“A dogie,” the child repeated. “Dogies are a kind of animal I don’t know. Is it wild, or tame?”

Pearsall laughed.

“You was right in the first place, sister,” he said. “That pore little skeesicks is a calf. It lost its mother when it was too young to eat grass rightly; so it sort of starves along, and gets stunted and runted. We call ’em dogies. You’ll see one every once in a while, round over the range. They’re no good to nobody—nor to theirselves.”

“Oh,” said Hilda, under her breath.

A day or so later, finding her a bit drooping, Pearsall questioned:

“What’s the matter, sister? Is something worrying you?”

“Uncle Hank,” she explained, with some diffidence, “my heart is sad about dogies. I saw two of them to-day, and my heart is sad about them, ever since.”
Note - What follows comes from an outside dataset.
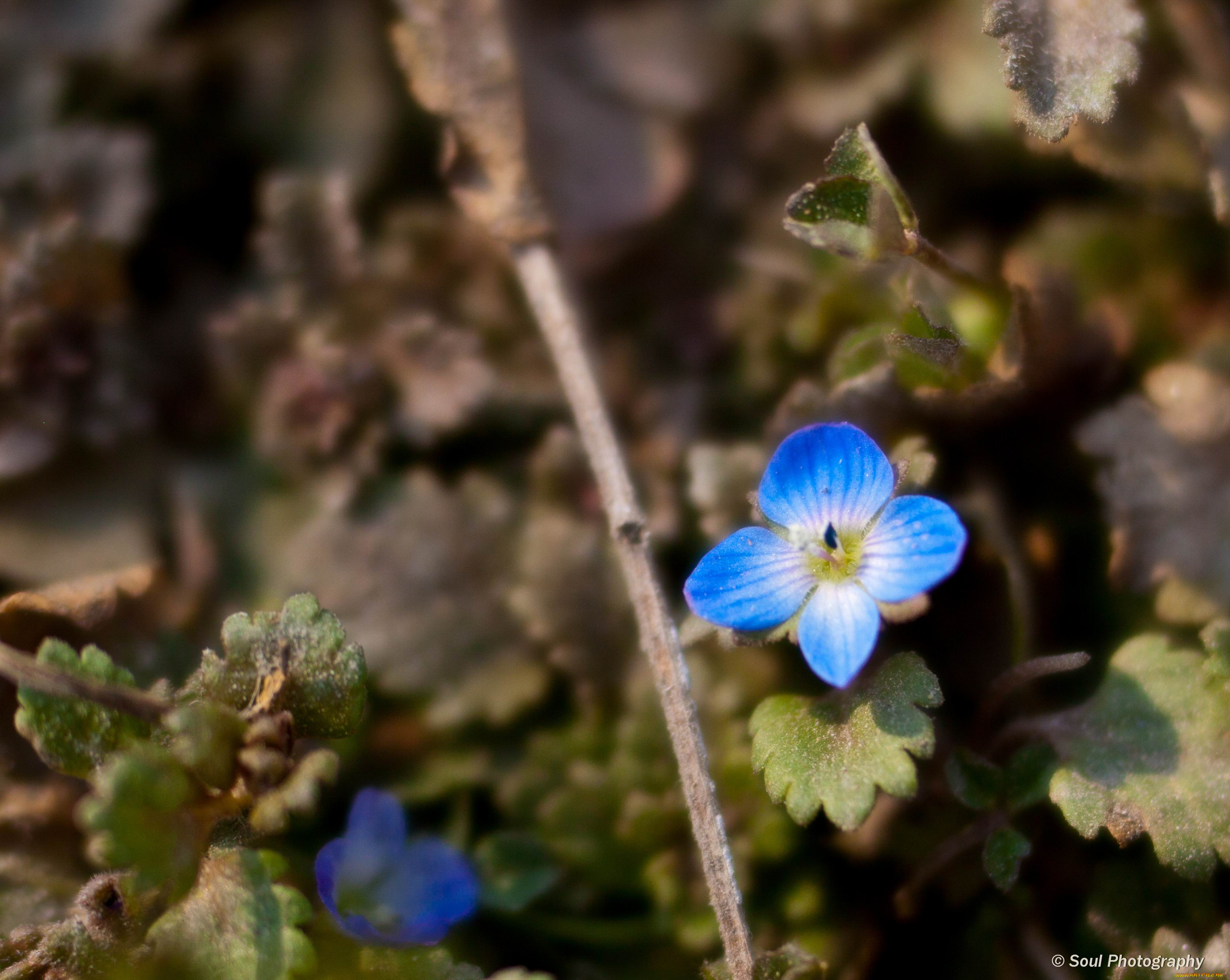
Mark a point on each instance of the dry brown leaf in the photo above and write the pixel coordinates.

(She had wanted to say, in the language of one of her favorite ballads, “My heart is wae”; but judged that that might be a little too much for her companion, and tried him with a simpler literary form.)

“Is it, honey?” inquired the old man, easily. “Oh, I guess I wouldn’t worry about ’em. Remember that we don’t ever butcher ’em, nor even brand ’em.”

“That’s part of the sadness,” Hilda maintained, shaking her head. “It’s just like I used to want to cry when I saw the little dwarfed people in the shows, that aren’t children, and never will be grown up.”